"The Reluctant Fundamentalist", which was in the running for the prestigious Booker Prize Tuesday, is Mohsin Hamid's second novel and treats some of the most pressing issues of the early 21st century.
Its monologue recounts the experiences of Changez, a young Pakistani man who was educated and worked in the United States and how he comes to fall out of love with his adopted country after the September 11, 2001 attacks.
A novel about exile, the tensions between East and West and the conflicting pull of culture and national identity in shifting tones and style, it has been compared with the writings of Vladimir Nabokov and Fyodor Dostoevsky.
Philip Pullman, famous for the "His Dark Materials" trilogy, described it as "beautifully written and superbly constructed" while Hamid himself has said it is the opposite of classic immigrant tales of America. "It is more exciting than any thriller I've read for a long time, as well as being a subtle and elegant analysis of the state of our world today," Pullman said.

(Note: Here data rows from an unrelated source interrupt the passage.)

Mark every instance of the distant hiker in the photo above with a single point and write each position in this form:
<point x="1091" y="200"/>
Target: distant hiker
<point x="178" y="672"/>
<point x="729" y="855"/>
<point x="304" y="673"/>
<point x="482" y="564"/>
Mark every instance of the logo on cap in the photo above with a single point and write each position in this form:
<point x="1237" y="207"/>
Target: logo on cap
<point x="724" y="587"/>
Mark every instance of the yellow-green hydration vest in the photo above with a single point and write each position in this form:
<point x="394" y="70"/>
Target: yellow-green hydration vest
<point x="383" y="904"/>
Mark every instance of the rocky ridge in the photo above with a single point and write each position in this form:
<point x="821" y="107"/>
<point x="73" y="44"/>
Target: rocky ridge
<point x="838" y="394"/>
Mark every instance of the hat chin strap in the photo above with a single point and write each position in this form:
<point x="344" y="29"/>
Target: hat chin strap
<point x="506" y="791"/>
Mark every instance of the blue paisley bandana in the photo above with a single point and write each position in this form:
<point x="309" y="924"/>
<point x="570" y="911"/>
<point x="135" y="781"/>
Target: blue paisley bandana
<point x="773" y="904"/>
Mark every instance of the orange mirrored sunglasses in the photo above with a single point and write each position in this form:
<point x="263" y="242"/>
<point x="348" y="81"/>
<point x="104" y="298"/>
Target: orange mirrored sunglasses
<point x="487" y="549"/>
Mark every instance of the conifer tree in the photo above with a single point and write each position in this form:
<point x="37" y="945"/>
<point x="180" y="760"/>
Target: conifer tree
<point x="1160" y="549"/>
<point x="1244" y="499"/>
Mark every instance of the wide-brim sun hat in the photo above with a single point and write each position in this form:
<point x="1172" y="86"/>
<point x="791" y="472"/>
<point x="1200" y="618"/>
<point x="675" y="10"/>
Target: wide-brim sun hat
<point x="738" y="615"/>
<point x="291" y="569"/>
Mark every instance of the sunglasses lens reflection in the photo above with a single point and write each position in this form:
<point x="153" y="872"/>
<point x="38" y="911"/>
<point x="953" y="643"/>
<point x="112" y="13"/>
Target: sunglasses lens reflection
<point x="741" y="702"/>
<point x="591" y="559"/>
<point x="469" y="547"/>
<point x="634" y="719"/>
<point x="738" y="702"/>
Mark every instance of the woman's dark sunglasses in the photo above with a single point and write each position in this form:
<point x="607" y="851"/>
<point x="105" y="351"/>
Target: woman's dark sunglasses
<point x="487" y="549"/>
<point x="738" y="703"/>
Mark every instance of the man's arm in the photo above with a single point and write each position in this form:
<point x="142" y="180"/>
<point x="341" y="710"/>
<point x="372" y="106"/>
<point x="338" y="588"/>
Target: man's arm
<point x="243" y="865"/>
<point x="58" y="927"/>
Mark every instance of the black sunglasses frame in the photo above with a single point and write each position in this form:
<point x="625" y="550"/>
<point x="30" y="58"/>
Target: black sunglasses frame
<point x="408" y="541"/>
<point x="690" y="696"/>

Much has been made of the fact that the bearded narrator tells his audience, an anonymous American stranger in a cafe in Lahore, Pakistan, that he smiles as he watches the twin towers of the World Trade Centre collapse.
But whether Changez - Urdu for Genghis, the Mongol conqueror who attacked the Muslim world - is an extremist is just as unclear as whether his mysterious listener is a US spy.
Hamid, who holds dual British and Pakistani citizenship, has warned against reading too much into the novel for his own views or any parallels with his own life and attitudes. The temptation to read autobiography into the book is obvious: Hamid, 36, was born in Lahore and studied at Princeton university and Harvard Law School, before securing a job in the world of international finance.
He has also described how the published version of "The Reluctant Fundamentalist" came into being at a time of conflict in his personal and professional life.